EXHIBIT: Break The Mold (Ward solo May-July 2012)

The art gallery at the New York Mercantile Exchange in lower Manhattan will host "Break The Mold," a solo by mixed-media abstract painter Terry Ward. Ward's art is in the collections of two Nobel Peace Prize winners –Al Gore and Jimmy Carter– and in the estate collection of famed artist Cy Twombly. Two Ward panels are in ongoing display in the selective permanent art collection of the Carter Center.

The artist will give a public gallery talk at the NYMEX exhibit area at 5pm on Wednesday May 23 –already a festive day at the riverside site since the tall ships of Operation Sail are scheduled to parade up the Hudson for the first time in a dozen years. The New York Mercantile Exchange (NYMEX) at 1 North End Ave is on the waterfront and neighbors the North Cove Marina, the NY Waterways WFC ferry terminal, and Rockefeller Park –places popular among the expected sailwatchers. The site is in the shadow of the One World Trade Center construction –which became the City’s tallest building in early May.

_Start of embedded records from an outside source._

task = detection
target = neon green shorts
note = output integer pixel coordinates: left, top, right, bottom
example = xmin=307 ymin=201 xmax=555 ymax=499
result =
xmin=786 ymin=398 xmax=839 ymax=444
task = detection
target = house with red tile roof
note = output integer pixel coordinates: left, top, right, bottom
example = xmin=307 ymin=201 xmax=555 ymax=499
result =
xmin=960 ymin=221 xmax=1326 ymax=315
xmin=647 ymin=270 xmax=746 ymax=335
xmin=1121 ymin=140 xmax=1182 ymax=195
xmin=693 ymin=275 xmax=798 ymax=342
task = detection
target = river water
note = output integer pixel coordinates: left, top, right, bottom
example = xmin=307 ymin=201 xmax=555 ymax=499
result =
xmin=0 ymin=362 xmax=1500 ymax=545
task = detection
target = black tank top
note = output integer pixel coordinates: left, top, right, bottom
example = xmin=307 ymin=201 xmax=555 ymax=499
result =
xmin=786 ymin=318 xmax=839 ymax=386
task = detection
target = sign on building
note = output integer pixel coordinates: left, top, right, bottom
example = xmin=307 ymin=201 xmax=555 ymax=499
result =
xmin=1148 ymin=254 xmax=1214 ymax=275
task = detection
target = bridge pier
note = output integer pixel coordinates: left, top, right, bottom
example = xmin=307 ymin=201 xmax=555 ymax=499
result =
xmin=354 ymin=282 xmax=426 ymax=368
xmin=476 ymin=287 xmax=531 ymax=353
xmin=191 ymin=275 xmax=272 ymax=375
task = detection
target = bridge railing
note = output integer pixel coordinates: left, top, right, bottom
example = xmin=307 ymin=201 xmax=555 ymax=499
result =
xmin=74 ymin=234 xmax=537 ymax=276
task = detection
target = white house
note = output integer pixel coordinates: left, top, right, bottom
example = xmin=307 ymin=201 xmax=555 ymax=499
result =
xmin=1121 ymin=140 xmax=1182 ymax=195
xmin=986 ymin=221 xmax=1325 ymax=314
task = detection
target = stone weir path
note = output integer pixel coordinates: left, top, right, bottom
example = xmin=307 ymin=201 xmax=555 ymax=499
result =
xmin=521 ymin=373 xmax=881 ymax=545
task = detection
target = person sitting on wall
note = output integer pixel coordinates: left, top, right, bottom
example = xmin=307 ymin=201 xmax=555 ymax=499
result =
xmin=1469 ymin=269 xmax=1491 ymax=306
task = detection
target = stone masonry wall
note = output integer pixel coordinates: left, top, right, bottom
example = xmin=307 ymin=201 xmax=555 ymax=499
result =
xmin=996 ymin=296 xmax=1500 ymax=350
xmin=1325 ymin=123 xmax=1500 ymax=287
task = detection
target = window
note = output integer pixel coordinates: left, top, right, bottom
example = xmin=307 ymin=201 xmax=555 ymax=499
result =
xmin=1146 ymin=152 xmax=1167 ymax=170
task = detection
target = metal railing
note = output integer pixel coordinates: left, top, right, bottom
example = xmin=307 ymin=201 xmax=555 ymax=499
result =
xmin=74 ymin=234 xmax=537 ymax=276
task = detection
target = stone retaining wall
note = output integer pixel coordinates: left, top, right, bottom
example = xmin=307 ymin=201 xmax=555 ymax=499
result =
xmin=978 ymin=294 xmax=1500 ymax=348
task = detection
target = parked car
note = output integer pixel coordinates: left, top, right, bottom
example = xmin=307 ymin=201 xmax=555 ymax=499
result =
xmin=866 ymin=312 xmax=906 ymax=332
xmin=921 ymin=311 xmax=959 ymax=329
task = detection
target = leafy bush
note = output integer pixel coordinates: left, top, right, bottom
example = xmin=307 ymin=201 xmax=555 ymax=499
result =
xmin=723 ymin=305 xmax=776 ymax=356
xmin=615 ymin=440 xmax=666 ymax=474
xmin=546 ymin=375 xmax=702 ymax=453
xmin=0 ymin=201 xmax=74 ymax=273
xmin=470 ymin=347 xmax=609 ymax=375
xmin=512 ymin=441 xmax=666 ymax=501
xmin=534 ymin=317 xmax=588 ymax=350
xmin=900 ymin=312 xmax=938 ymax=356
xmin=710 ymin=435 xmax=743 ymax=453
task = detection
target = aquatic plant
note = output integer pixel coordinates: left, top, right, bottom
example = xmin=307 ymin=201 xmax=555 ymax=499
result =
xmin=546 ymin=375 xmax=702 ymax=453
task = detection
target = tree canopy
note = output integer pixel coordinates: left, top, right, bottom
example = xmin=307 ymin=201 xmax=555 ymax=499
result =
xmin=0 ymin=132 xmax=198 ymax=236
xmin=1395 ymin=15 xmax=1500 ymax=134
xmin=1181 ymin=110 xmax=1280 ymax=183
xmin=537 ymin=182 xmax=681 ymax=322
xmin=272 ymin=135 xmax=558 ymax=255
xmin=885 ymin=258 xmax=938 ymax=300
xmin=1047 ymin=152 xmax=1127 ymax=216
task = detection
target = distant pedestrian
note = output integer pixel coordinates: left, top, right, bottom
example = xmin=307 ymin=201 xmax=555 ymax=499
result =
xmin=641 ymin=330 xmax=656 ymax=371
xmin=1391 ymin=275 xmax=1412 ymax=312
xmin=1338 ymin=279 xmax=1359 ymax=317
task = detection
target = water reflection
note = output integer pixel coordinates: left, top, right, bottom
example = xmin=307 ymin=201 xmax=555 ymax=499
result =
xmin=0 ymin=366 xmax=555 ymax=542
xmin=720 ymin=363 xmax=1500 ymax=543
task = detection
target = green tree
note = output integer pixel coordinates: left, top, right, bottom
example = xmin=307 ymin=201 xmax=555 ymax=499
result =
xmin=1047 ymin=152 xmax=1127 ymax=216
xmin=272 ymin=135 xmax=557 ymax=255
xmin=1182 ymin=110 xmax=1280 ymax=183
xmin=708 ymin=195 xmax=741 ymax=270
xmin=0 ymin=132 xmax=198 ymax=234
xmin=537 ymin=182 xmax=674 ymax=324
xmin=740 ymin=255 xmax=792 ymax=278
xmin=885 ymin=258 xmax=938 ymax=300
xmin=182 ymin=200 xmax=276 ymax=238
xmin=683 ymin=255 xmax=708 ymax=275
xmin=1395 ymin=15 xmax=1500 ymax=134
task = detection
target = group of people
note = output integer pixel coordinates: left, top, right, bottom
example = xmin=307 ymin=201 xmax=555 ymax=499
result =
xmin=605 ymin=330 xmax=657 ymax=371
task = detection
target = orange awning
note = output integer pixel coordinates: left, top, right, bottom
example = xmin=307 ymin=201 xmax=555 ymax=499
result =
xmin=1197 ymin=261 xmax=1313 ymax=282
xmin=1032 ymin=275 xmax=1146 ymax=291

Under the post-9/11 security measures at this landmark national site in the World Financial Center / WTC area, guards will request I.D. from visitors and the May 23 gallery talk will be the only time the exhibit will be open to non-NYMEX members.

The show title, “Break The Mold”, comes in part from Ward's disavowal of certain conventional notions about art –like the expectation that paintings should have any sort of a "top" or "bottom". Ward designs (and wires) the art to hang at any angle.

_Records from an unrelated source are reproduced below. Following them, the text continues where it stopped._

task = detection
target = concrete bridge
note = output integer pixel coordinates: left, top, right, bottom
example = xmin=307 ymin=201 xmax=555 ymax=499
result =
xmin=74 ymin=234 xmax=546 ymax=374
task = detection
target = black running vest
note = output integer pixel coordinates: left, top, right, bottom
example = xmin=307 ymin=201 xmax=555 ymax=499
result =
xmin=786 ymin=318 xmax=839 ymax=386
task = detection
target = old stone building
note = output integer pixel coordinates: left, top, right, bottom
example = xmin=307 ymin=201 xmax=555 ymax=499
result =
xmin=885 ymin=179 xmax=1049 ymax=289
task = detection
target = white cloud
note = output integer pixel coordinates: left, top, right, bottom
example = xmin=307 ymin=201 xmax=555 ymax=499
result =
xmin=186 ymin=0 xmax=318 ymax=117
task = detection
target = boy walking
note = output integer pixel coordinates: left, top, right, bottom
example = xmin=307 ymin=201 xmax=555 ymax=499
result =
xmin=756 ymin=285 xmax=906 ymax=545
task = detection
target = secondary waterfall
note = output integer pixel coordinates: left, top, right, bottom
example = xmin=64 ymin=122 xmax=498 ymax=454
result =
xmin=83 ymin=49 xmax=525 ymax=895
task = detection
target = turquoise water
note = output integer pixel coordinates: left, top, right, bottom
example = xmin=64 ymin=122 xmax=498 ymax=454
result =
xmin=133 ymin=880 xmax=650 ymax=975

Most post-2007 Ward art is made in series-groups of same-sized panels. Usually there are four similar panels –sometimes just two, sometimes up to twelve. Ward considers each panel to be a unique piece capable of being hung and sold on its own. However, Ward also considers all such paintings "equal" to and interchangeable with each other –therefore the artist approves of mixing together panels from different groups to create new meanings. Whether influenced by the YouTube era of user-generated content or by the older "Relational Aesthetics" concept (in which visitor reactions and participation are part of the art experience), Ward usually embraces the potential for staff or –at some venues– even visitors to reposition or invert some of the art in mid-exhibit. The mixes and art "mash-ups" generate new possibilities, perhaps at the hands of people other than the artist. In theory, all Ward art could mix in a 500-foot super mash-up. The modular-mash-up mixable feature of Ward's art seems to be new to painting.

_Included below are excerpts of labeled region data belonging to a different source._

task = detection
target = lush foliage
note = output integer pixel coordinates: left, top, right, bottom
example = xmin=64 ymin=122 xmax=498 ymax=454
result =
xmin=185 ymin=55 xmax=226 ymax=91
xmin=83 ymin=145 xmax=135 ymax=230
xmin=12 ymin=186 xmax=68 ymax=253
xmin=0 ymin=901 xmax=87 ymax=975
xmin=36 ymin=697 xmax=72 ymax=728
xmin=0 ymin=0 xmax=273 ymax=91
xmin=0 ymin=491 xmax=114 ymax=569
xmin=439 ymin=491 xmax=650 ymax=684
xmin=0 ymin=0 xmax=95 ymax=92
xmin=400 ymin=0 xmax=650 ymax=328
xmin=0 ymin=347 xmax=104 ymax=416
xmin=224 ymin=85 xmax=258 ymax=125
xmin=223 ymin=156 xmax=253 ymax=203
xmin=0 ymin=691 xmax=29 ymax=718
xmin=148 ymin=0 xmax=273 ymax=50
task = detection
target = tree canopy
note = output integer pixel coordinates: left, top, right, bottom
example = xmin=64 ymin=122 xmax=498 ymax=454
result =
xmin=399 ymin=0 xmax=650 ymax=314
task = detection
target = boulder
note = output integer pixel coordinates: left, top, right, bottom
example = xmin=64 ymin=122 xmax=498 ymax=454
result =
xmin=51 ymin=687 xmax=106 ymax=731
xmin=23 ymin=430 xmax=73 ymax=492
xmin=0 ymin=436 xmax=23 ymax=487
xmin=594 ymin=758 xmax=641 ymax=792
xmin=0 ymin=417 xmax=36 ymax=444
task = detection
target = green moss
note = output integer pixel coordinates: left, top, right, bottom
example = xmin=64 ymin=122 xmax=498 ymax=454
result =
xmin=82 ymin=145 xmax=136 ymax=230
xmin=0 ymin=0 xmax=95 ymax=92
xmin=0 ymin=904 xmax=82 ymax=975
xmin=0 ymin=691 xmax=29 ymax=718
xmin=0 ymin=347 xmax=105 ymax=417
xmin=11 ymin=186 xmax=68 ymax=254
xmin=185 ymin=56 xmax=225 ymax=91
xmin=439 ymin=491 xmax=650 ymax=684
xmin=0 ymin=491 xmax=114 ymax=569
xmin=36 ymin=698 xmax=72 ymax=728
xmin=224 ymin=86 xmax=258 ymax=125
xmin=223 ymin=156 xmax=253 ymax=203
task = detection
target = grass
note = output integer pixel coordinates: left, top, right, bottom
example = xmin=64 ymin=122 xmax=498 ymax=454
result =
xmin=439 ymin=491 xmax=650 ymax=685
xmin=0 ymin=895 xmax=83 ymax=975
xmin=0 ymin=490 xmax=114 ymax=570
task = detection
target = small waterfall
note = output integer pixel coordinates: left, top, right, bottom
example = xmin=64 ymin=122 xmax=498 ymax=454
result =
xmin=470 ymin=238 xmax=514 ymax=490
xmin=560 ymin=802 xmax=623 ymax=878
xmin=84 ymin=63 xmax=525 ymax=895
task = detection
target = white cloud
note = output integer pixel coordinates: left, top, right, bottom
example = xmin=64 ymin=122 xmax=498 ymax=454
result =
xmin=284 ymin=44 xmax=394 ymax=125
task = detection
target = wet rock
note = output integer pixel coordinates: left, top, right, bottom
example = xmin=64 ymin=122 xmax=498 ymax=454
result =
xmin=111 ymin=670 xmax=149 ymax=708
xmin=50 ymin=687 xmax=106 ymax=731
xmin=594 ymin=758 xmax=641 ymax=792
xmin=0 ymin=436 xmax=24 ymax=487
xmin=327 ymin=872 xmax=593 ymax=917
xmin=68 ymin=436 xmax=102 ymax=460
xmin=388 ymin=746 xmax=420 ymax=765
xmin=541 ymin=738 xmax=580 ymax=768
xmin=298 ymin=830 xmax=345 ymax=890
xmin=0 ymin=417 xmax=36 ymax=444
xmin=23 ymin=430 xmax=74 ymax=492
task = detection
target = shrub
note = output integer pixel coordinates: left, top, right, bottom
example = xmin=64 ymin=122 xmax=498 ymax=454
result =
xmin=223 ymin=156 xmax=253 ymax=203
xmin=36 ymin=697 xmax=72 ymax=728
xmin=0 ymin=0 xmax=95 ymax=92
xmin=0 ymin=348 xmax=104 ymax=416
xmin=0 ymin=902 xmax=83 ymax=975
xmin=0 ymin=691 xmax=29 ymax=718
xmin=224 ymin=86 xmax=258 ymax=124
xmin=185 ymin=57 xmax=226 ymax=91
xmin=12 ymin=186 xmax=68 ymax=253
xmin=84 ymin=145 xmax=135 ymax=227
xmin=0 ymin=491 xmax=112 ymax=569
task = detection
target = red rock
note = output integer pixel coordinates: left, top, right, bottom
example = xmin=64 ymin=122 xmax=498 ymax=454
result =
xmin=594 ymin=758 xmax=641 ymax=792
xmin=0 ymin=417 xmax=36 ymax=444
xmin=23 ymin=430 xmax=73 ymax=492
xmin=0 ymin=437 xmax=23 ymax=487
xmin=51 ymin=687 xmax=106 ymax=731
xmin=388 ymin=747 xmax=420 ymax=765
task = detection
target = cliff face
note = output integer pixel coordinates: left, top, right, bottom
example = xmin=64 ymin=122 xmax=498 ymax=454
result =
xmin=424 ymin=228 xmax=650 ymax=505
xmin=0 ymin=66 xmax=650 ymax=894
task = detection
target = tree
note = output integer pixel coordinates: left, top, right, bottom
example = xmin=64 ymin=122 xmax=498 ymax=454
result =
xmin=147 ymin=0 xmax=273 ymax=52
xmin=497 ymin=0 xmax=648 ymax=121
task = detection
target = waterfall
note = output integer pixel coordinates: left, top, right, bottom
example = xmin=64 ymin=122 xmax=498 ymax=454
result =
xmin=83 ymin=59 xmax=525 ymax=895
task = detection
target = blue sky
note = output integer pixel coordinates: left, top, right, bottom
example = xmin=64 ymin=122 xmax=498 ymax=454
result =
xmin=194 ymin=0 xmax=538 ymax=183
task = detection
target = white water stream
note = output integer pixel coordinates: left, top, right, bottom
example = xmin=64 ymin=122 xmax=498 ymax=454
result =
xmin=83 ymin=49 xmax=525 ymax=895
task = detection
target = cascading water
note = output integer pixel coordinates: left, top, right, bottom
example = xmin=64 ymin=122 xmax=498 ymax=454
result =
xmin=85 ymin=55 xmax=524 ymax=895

Ward seldom paints pictures of recognizable subjects. Rather, in the tradition of so much modern art, the pictures are mostly "about" the paint, shapes, colors, and the viewer's reactions to them. The artist gave some series groups optional descriptive nicknames (like Chemo or There Was A Thread), but overall the intent is for viewers to form their own responses.
Collage, objects, and fragments of realistic paintings might be stuck onto the surfaces. Ward sometimes also adds pieces of edgy non-realistic imagery by other contemporary artists like Rirkrit Tiravanija or Félix González-Torres.

The artist believes that big art (each Ward panel measures six-and-a-half feet by one foot) should also reward viewers who approach closely, so occasional tiny details appear: bits of toys, snips of text, or fingernail-sized illustrations cut from origami-folding instructions. Paint-application ranges from thin washes and inky stains to heavily-textured inch-thick crusts. Some panels have unusual marbleized areas formed by repeated cycles of adding dripwork and then standing the rigid panels up on-end at various angles. Spraypaint, stencilwork, and smoke marks obscure some sections.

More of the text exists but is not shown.